Die logische Folge dieses indessen offenbar unabänderlich gewordenen Endes der Solidargemeinschaft ist die Rückkehr zu einem Klassen- und Kastensystem im Bereich des Sozialwesens. Ähnlich wie in den USA wird es bestenfalls eine rudimentäre Basisversorgung geben und wirklich aufwendige und den wissenschaftlichen Standards der Zeit entsprechende Leistungen und Behandlungen wird es nur mehr für jene geben, die es sich leisten können, die dafür bezahlen. So etwas wie eine Zwei- oder Drei-Klassen-Medizin ist die logische Folge dieser Entwicklung.
Und natürlich wird es auch im Bereich der Altersversorgung maximal eine überaus geringfügige Basispension geben und darüber hinaus gehende, bis hin zum wirklichen Luxus reichende Pensionen wird es nur für Menschen geben, die dafür im Laufe ihres Arbeitslebens massiv bezahlen konnten. Selbstversorgung und Eigeninitiative in Hinblick auf Lebensversicherungen und ähnliches werden die einzige Möglichkeit sein, dieses heruntergefahrene Sozialsystem für die individuelle Versorgung aufzubessern.
In der multiethnischen Konflikt- und Ghetto-Gesellschaft, auf die wir offenbar auch im deutschsprachigen Mitteleuropa zusteuern, wird es also Sozialsysteme, die auf einer Solidargemeinschaft und einem Generationenvertrag basieren, im gesamtstaatlichen Bereich wohl nicht mehr geben. Ersetzt werden könnten diese bislang bestehenden Sozialsysteme vielleicht durch ein Wiederbeleben familiärer Verbände oder Sippenverbände oder durch einen sozialpolitischen Tribalismus, in dem gewisse Gruppen die Versorgung ihrer Mitglieder in sozialer Hinsicht übernehmen. Und dazu kommt eben die Selbstversorgung entsprechend begüterter Menschen und reicher Familien. In den Elendsvierteln und Parallelgesellschaften der Zukunft wird es so etwas wie gesamtstaatliche Volksgemeinschaft nicht mehr geben können
Was dieses Wegfallen der bisherigen, mit unserem Sozialsystem verbundenen Gefühle der sozialen Sicherheit für die Menschen in unserem Lande bedeuten wird, ist noch nicht abzusehen. Sicher ist jedenfalls, dass ein solches Wegbrechen der sozialen Sicherungssysteme den gesamtgesellschaftlichen Zusammenhalt noch weiter schwächen wird. In einer fragmentierten und gespaltenen Gesellschaft wird es damit zweifellos zusätzlich zu Verteilungskämpfen und zu Auseinandersetzungen im Bereich des Arbeitsmarkts, des Wohnungsmarktes und der Bildungschancen kommen müssen.

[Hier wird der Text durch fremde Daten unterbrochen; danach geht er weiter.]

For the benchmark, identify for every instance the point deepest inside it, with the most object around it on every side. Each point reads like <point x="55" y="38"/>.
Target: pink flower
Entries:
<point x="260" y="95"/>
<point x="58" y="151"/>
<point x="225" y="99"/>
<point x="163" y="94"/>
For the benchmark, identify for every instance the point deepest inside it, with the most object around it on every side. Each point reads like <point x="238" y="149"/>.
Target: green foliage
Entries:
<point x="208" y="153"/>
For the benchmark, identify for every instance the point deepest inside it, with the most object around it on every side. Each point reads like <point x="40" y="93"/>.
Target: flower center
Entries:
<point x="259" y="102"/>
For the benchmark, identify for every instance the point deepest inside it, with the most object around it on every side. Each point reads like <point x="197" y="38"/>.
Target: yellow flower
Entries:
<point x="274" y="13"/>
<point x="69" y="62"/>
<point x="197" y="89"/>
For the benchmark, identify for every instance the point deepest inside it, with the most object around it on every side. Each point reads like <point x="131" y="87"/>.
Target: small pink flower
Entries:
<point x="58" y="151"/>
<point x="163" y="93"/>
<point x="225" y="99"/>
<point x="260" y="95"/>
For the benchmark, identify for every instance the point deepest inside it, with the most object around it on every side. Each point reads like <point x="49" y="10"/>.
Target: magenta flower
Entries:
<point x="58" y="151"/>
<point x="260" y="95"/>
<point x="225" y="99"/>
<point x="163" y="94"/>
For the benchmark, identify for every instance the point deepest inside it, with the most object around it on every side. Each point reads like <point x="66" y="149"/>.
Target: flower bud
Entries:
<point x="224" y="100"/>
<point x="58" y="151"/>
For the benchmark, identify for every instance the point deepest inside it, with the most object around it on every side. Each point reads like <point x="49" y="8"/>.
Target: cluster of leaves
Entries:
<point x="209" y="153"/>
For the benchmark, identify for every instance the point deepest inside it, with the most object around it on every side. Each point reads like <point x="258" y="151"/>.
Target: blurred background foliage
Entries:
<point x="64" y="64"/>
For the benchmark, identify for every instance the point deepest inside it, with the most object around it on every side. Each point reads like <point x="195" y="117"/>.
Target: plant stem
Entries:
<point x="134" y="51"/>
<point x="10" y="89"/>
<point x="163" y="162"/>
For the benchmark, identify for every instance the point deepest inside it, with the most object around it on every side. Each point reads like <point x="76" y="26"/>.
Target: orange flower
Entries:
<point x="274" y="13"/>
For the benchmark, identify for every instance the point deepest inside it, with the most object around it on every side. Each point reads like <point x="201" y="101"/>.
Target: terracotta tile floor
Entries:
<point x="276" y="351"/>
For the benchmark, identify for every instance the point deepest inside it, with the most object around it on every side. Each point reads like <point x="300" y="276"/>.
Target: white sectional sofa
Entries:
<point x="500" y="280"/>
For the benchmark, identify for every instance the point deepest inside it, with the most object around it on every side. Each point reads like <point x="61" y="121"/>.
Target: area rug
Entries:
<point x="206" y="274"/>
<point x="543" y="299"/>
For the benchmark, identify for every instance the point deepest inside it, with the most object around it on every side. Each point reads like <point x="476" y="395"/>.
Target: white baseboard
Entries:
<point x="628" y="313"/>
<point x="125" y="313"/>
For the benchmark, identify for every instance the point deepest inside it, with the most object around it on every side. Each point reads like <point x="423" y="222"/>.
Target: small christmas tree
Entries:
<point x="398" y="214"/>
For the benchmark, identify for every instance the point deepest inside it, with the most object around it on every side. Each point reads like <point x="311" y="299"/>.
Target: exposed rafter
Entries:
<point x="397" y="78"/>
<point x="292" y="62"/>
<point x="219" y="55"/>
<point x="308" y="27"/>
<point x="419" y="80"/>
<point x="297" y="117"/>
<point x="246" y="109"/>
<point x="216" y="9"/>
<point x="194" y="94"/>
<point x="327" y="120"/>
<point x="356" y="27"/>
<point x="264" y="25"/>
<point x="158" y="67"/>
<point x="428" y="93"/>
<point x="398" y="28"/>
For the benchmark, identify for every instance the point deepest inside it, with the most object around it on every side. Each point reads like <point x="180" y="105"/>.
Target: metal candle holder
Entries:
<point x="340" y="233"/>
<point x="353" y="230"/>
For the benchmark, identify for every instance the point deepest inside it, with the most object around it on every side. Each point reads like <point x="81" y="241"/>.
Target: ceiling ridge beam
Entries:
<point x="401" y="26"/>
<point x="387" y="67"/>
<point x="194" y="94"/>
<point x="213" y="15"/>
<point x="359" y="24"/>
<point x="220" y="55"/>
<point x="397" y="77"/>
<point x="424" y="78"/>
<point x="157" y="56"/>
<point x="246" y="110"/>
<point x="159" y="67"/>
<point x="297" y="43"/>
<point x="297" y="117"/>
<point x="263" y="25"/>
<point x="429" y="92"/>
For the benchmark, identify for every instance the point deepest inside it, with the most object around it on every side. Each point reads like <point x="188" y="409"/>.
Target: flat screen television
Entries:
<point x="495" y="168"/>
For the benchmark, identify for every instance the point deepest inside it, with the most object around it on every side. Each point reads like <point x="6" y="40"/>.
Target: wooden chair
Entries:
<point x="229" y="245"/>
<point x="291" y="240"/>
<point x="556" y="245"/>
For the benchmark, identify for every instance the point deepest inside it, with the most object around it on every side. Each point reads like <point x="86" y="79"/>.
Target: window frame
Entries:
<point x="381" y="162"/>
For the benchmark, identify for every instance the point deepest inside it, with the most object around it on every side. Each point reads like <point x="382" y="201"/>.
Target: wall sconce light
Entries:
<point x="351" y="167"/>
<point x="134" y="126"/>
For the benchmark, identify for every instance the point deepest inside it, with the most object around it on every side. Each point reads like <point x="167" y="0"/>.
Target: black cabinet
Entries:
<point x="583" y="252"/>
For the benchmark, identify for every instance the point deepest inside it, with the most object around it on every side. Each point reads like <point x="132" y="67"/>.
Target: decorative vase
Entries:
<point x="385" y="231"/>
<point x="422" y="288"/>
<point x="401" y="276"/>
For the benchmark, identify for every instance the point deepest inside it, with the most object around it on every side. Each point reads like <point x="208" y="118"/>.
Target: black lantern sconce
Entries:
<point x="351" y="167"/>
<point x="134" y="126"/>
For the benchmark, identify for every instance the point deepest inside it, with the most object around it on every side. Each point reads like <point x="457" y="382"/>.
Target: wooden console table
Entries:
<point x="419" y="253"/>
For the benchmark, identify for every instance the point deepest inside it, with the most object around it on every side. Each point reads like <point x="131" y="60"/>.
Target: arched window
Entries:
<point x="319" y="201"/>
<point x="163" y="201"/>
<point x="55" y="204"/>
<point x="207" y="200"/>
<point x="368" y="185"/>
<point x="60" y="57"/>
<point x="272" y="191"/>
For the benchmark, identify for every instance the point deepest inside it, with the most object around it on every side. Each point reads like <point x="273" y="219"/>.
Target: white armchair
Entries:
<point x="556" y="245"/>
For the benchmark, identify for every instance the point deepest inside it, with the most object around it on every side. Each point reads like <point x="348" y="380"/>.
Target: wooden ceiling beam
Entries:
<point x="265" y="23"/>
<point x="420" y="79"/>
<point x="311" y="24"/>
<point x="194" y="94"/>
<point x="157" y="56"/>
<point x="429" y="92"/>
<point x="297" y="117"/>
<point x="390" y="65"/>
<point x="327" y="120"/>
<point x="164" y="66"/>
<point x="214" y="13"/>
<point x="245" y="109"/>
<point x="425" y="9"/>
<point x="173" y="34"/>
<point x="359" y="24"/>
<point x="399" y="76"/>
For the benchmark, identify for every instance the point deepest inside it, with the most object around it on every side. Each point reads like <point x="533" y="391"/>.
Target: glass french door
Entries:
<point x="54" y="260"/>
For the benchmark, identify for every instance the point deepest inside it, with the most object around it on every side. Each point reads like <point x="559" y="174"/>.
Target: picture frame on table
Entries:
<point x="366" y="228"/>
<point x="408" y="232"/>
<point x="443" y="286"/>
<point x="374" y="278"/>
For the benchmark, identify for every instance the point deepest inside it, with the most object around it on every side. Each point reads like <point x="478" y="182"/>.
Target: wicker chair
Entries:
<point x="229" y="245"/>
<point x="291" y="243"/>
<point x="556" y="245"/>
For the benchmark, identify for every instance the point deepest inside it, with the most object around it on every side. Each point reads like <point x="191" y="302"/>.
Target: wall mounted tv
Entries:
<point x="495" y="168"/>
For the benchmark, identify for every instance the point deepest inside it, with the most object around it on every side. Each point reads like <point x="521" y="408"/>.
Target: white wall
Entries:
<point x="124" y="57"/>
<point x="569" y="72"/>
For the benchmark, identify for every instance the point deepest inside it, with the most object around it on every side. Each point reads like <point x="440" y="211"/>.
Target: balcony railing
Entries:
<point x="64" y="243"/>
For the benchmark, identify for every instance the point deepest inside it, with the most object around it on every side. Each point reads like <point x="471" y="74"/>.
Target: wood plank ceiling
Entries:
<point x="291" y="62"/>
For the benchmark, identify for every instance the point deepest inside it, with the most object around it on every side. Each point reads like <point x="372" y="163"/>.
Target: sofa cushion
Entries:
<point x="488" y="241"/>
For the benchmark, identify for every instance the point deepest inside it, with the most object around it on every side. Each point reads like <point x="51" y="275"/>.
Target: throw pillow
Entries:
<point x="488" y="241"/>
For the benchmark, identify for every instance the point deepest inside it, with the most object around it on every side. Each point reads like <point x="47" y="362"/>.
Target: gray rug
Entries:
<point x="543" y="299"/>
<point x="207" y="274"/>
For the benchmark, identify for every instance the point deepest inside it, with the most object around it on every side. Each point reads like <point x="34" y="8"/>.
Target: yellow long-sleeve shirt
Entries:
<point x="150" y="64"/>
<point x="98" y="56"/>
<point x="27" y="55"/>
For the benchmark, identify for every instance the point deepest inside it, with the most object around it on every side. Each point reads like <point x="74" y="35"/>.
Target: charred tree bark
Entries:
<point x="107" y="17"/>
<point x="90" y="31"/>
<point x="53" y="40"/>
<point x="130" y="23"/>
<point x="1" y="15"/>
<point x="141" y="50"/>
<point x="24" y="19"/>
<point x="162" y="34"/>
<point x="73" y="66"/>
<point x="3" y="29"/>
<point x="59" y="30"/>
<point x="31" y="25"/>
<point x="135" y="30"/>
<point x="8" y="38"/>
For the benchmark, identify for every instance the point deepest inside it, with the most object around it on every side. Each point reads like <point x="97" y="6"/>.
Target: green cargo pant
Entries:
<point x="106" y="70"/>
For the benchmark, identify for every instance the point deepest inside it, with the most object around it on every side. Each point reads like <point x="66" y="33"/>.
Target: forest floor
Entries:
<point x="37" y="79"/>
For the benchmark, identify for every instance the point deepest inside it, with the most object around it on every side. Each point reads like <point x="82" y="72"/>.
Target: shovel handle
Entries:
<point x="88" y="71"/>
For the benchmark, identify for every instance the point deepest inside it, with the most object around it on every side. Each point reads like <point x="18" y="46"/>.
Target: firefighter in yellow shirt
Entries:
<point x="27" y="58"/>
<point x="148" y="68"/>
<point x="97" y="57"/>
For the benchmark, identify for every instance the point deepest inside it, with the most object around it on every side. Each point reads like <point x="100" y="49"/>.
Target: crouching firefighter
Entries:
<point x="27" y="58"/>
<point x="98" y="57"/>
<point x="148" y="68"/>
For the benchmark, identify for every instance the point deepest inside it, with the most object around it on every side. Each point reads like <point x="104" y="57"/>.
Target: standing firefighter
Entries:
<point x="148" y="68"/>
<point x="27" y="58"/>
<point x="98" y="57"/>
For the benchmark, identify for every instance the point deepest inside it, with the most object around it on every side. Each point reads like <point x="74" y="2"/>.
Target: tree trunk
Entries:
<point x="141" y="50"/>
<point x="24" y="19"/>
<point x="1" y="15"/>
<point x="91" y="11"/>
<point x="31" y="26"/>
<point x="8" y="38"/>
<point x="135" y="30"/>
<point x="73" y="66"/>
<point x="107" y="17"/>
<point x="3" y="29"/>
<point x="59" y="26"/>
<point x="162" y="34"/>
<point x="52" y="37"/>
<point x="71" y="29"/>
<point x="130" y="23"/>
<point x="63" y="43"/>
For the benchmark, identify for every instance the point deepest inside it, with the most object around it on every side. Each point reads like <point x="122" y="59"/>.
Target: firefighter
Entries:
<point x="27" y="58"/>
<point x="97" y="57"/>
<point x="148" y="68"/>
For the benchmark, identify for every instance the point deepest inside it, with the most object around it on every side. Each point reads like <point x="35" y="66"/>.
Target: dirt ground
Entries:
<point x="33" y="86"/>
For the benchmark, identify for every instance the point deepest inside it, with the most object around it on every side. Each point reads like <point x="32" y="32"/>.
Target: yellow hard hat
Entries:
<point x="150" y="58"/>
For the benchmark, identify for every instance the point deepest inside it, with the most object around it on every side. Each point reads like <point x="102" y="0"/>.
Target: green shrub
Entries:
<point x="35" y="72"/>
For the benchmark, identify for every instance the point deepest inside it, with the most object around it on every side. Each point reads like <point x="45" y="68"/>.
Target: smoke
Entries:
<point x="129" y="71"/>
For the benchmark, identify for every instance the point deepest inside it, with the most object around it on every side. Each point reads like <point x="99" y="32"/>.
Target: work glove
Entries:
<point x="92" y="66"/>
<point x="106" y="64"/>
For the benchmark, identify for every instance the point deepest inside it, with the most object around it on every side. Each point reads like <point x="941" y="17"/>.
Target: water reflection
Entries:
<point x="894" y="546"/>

Mit dem Zusammenbruch und Obsoletwerden der als nationalsozialistisch stigmatisierten Volksgemeinschaft sind auch die anderen Nebenerscheinungen derselben, nämlich gesamtgesellschaftliche Solidarität in allen eben genannten Bereichen, weggefallen. Ein Verlust, der durch die Klassen-Solidarität, wie sie die Sozialdemokratie und der Marxismus predigten, längst nicht mehr ausgeglichen werden kann, da es eben kein Klassenbewusstsein und keine Arbeiterklasse mehr gibt.
So könnte es sein, dass die Sozialsysteme, wie wir sie jetzt über ein Jahrhundert im deutschsprachigen Mitteleuropa genießen konnten, nur eine kurzfristige Episode in der Sozialgeschichte Europas darstellen. Davor war es eben der Feudalismus und danach wird es ein System sozialer Ungleichheit sein, und die Solidargemeinschaft wäre nur eine historische Erinnerung.